Saturday, March 5, 2011

A Twitter Firing!

A deputy attorney general in Indiana, Jeffrey Cox, with a Twitter account, like many attorneys do these days (including me), decided to post a Tweet regarding the labor protests in Madison, Wisconsin and offered this advice to the pro-laborers: “Use live ammunition.” It got him fired.

The ABA Journal who ran with the story has more details surrounding the termination and describes Cox's less-than-good discretionary posts on other internet postings:
The Indiana Attorney General’s office explained its decision in a statement. “We respect individuals' First Amendment right to express their personal views on private online forums, but as public servants we are held by the public to a higher standard, and we should strive for civility," the AG's office said.

According to Mother Jones, Cox said the protesters were "political enemies" and "thugs" who were physically threatening lawmakers, and he called the publication’s reporter a “typical leftist.”

"You're damned right I advocate deadly force,” Cox reportedly wrote.
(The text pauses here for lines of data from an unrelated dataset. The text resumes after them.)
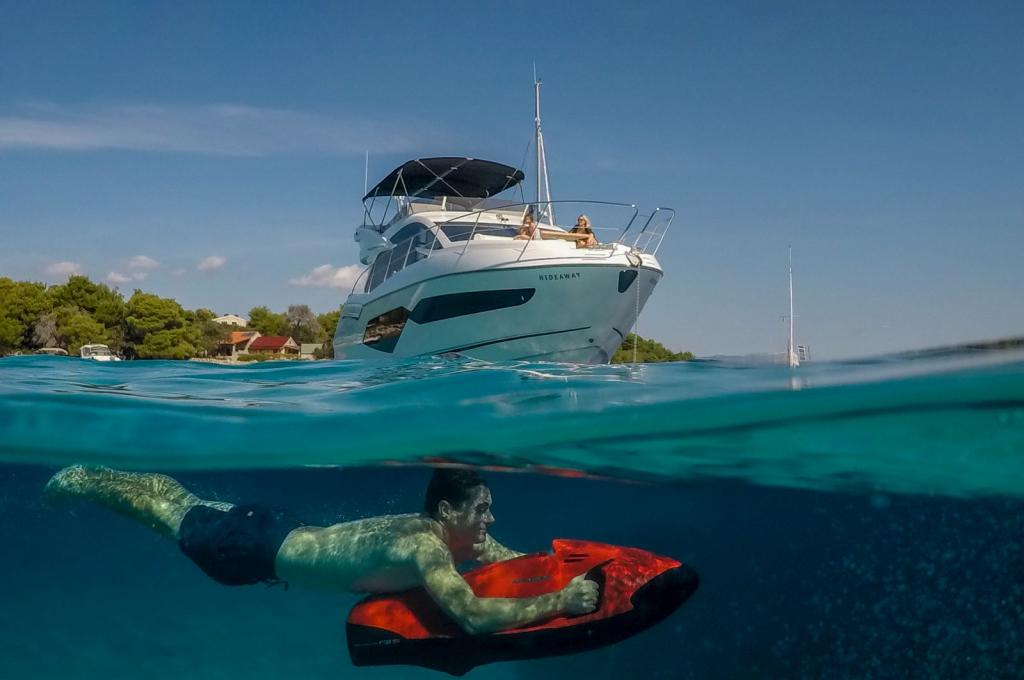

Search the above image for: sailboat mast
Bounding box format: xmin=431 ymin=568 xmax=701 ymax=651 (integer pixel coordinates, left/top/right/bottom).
xmin=534 ymin=72 xmax=544 ymax=210
xmin=785 ymin=244 xmax=800 ymax=368
xmin=534 ymin=71 xmax=555 ymax=224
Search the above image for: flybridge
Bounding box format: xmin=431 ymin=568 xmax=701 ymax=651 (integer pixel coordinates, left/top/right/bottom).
xmin=362 ymin=157 xmax=525 ymax=201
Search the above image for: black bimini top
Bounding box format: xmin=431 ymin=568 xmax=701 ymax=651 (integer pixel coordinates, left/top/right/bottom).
xmin=362 ymin=157 xmax=524 ymax=201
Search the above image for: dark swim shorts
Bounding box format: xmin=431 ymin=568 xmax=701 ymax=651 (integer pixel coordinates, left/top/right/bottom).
xmin=178 ymin=505 xmax=303 ymax=586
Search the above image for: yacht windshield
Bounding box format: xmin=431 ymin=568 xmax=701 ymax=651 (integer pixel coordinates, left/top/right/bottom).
xmin=438 ymin=222 xmax=518 ymax=243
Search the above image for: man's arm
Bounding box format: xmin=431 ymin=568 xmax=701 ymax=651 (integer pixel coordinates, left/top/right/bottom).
xmin=416 ymin=537 xmax=597 ymax=635
xmin=473 ymin=534 xmax=526 ymax=564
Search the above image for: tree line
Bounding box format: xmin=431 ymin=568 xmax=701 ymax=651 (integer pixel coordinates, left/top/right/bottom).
xmin=0 ymin=275 xmax=341 ymax=358
xmin=0 ymin=275 xmax=693 ymax=364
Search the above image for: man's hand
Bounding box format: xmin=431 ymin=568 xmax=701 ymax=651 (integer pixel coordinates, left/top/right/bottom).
xmin=562 ymin=573 xmax=598 ymax=617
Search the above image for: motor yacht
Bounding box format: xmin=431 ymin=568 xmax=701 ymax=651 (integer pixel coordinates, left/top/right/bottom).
xmin=334 ymin=82 xmax=675 ymax=364
xmin=78 ymin=344 xmax=121 ymax=362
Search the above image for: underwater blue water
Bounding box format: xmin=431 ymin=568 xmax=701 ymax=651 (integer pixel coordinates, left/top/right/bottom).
xmin=0 ymin=352 xmax=1024 ymax=680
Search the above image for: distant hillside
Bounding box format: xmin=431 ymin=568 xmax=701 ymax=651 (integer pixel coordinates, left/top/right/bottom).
xmin=611 ymin=333 xmax=693 ymax=364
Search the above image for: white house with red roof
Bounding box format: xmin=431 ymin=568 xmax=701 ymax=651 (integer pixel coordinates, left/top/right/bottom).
xmin=247 ymin=335 xmax=299 ymax=355
xmin=217 ymin=331 xmax=261 ymax=358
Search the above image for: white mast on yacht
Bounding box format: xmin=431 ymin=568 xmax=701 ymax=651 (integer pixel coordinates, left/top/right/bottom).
xmin=534 ymin=69 xmax=555 ymax=224
xmin=785 ymin=244 xmax=800 ymax=369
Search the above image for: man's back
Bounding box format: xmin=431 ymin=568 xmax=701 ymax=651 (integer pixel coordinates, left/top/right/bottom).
xmin=275 ymin=514 xmax=438 ymax=593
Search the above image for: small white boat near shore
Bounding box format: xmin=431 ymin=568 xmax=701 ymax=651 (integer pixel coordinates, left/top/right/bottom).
xmin=78 ymin=344 xmax=121 ymax=362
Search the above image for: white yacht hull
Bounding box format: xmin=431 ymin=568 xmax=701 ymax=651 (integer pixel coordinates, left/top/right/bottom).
xmin=334 ymin=249 xmax=662 ymax=364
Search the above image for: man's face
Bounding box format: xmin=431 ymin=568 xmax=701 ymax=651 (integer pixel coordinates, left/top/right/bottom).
xmin=447 ymin=484 xmax=495 ymax=544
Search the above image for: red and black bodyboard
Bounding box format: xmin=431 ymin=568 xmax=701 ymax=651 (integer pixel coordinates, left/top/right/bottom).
xmin=346 ymin=540 xmax=698 ymax=675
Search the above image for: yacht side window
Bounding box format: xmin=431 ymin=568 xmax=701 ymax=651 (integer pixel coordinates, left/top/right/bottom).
xmin=366 ymin=222 xmax=440 ymax=293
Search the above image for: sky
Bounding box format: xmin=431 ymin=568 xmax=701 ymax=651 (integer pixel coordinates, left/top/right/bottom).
xmin=0 ymin=0 xmax=1024 ymax=359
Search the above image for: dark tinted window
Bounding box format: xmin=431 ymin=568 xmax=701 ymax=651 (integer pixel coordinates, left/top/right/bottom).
xmin=362 ymin=307 xmax=409 ymax=352
xmin=409 ymin=288 xmax=536 ymax=324
xmin=440 ymin=222 xmax=519 ymax=242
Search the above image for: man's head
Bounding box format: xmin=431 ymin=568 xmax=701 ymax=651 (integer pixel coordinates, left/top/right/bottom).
xmin=423 ymin=468 xmax=495 ymax=544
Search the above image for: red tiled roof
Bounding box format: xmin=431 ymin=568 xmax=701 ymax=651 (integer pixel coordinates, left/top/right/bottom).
xmin=249 ymin=335 xmax=295 ymax=351
xmin=224 ymin=331 xmax=254 ymax=345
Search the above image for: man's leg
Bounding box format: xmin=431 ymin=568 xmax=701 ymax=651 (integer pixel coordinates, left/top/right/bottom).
xmin=46 ymin=465 xmax=231 ymax=540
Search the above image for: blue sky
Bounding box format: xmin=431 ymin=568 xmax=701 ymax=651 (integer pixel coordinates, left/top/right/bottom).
xmin=0 ymin=1 xmax=1024 ymax=358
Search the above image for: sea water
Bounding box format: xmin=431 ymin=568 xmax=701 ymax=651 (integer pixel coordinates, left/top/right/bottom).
xmin=0 ymin=352 xmax=1024 ymax=680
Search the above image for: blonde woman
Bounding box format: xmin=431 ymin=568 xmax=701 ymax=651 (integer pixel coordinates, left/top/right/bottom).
xmin=569 ymin=215 xmax=597 ymax=248
xmin=513 ymin=213 xmax=539 ymax=241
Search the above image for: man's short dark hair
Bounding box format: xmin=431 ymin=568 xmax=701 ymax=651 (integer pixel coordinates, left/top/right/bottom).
xmin=423 ymin=468 xmax=487 ymax=519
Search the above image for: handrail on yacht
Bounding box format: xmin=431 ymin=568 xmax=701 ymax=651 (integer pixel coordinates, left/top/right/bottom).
xmin=620 ymin=207 xmax=676 ymax=255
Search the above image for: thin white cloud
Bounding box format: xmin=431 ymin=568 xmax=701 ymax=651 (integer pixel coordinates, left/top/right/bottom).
xmin=288 ymin=264 xmax=364 ymax=289
xmin=46 ymin=261 xmax=82 ymax=279
xmin=0 ymin=103 xmax=436 ymax=156
xmin=196 ymin=255 xmax=227 ymax=271
xmin=128 ymin=255 xmax=160 ymax=271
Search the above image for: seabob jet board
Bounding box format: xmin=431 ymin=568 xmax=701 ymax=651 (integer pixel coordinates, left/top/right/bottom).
xmin=346 ymin=539 xmax=698 ymax=676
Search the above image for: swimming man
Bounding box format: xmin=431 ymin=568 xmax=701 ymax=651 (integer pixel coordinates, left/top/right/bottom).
xmin=46 ymin=465 xmax=597 ymax=634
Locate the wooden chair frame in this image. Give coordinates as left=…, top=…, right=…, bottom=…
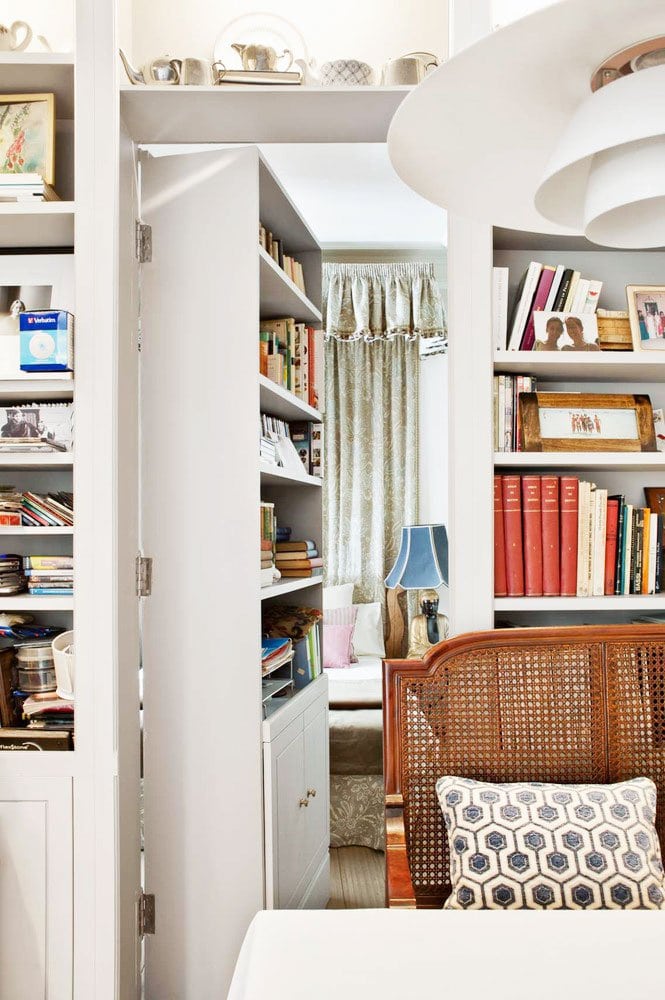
left=383, top=625, right=665, bottom=909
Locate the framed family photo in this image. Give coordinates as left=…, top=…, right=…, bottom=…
left=0, top=94, right=55, bottom=184
left=626, top=285, right=665, bottom=351
left=519, top=392, right=657, bottom=451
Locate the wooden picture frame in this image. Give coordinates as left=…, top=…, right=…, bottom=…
left=626, top=285, right=665, bottom=351
left=0, top=94, right=55, bottom=185
left=519, top=392, right=657, bottom=452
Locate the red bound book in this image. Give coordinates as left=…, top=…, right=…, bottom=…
left=501, top=476, right=524, bottom=597
left=541, top=476, right=561, bottom=597
left=559, top=476, right=579, bottom=597
left=520, top=264, right=556, bottom=351
left=605, top=500, right=619, bottom=594
left=522, top=476, right=543, bottom=597
left=494, top=476, right=508, bottom=597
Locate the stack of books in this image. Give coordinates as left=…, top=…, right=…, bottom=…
left=260, top=500, right=275, bottom=587
left=0, top=552, right=25, bottom=595
left=492, top=260, right=603, bottom=351
left=20, top=490, right=74, bottom=528
left=494, top=475, right=665, bottom=597
left=275, top=539, right=323, bottom=577
left=261, top=639, right=293, bottom=677
left=23, top=556, right=74, bottom=597
left=492, top=375, right=536, bottom=451
left=0, top=485, right=23, bottom=527
left=259, top=223, right=307, bottom=295
left=23, top=694, right=74, bottom=733
left=259, top=316, right=323, bottom=409
left=0, top=174, right=59, bottom=202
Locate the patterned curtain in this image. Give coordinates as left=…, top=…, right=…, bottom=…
left=324, top=264, right=445, bottom=620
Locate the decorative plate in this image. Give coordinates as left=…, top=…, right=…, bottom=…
left=213, top=12, right=309, bottom=69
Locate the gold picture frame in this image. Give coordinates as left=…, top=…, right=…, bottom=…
left=519, top=392, right=657, bottom=452
left=0, top=94, right=55, bottom=185
left=626, top=285, right=665, bottom=351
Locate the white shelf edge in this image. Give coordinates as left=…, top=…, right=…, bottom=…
left=494, top=594, right=665, bottom=613
left=259, top=461, right=323, bottom=487
left=257, top=243, right=323, bottom=323
left=259, top=374, right=323, bottom=423
left=494, top=451, right=665, bottom=471
left=261, top=576, right=323, bottom=601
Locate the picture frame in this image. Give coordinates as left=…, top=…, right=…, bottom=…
left=0, top=94, right=55, bottom=185
left=519, top=392, right=657, bottom=452
left=533, top=310, right=600, bottom=352
left=626, top=285, right=665, bottom=351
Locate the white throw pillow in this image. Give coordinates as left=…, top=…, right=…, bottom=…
left=353, top=601, right=386, bottom=659
left=323, top=583, right=354, bottom=611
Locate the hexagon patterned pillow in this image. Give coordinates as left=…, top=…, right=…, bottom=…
left=436, top=777, right=665, bottom=910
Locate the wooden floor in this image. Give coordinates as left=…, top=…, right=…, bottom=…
left=328, top=847, right=386, bottom=910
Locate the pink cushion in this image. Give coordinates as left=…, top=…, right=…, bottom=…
left=323, top=607, right=358, bottom=670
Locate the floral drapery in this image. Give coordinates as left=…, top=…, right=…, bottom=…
left=323, top=264, right=447, bottom=342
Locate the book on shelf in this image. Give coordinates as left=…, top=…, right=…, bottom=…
left=492, top=375, right=537, bottom=452
left=494, top=474, right=665, bottom=597
left=492, top=261, right=603, bottom=351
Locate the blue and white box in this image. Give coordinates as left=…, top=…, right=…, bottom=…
left=19, top=309, right=74, bottom=372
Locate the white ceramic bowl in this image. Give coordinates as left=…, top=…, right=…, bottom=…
left=51, top=632, right=74, bottom=701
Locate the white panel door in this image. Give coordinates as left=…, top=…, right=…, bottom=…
left=0, top=778, right=73, bottom=1000
left=141, top=147, right=264, bottom=1000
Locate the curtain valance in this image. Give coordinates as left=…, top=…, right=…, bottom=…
left=323, top=264, right=447, bottom=341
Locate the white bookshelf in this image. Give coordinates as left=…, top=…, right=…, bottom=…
left=0, top=202, right=75, bottom=250
left=120, top=83, right=412, bottom=143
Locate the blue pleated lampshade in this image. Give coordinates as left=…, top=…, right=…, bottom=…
left=385, top=524, right=448, bottom=590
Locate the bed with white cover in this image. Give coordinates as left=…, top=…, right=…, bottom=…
left=228, top=910, right=665, bottom=1000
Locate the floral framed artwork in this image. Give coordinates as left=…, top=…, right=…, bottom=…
left=0, top=94, right=55, bottom=184
left=626, top=285, right=665, bottom=351
left=519, top=392, right=657, bottom=451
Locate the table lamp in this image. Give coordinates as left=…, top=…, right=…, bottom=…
left=384, top=524, right=448, bottom=659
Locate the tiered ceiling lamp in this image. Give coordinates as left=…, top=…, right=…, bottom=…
left=388, top=0, right=665, bottom=248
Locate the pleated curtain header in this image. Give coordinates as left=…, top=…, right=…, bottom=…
left=323, top=264, right=447, bottom=341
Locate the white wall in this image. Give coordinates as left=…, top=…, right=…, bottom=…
left=128, top=0, right=447, bottom=67
left=0, top=0, right=74, bottom=52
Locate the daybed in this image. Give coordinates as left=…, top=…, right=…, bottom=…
left=384, top=625, right=665, bottom=908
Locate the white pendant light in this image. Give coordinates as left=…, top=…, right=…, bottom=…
left=388, top=0, right=665, bottom=247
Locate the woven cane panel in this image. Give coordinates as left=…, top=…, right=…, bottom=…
left=400, top=643, right=606, bottom=904
left=607, top=642, right=665, bottom=851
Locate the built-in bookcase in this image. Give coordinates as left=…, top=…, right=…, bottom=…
left=490, top=230, right=665, bottom=625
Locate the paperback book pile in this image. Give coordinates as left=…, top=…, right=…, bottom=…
left=0, top=553, right=25, bottom=595
left=291, top=420, right=323, bottom=476
left=23, top=694, right=74, bottom=733
left=259, top=223, right=307, bottom=295
left=275, top=539, right=323, bottom=577
left=494, top=475, right=665, bottom=597
left=492, top=260, right=603, bottom=351
left=261, top=639, right=293, bottom=677
left=0, top=403, right=74, bottom=452
left=21, top=490, right=74, bottom=528
left=492, top=375, right=536, bottom=451
left=259, top=316, right=323, bottom=409
left=0, top=174, right=59, bottom=202
left=23, top=556, right=74, bottom=597
left=260, top=500, right=275, bottom=587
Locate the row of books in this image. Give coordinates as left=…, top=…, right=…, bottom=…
left=259, top=316, right=323, bottom=408
left=494, top=475, right=665, bottom=597
left=0, top=486, right=74, bottom=528
left=492, top=260, right=603, bottom=351
left=0, top=173, right=59, bottom=202
left=259, top=222, right=307, bottom=295
left=275, top=539, right=323, bottom=577
left=492, top=375, right=536, bottom=451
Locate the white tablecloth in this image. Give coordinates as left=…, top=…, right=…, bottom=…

Cox often expressed acerbic opinions on Twitter and his blog Pro Cynic, Mother Jones says. He called President Obama “incompetent and treasonous” and said a black teen was a “thug who was (deservedly) beaten up” by local police as he tried to prevent the arrest of his “equally thuggish” brother. The blog has since been taken down, but Mother Jones has published screen shots, and some stories still appear on cached pages.
There is some commentary from famed First Amendment scholar Jonathan Turley who believes that given the specifics of Cox's online speech, there may be fairly strong First Amendment case to be made and comes down to the question and issue of whether a public employee like Cox has any protection for comments made as a private citizen.

1 comment:

  1. Looking at the context and content of his intemperate remarks Cox definitely was not voicing his opinions as an Indiana AG employee, but rather as a citizen. So no Garcetti v Ceballos defense. The AG may be able to prevail in a Pickering balancing test, but it would be a mighty close issue. Could well be First Amendment Speech.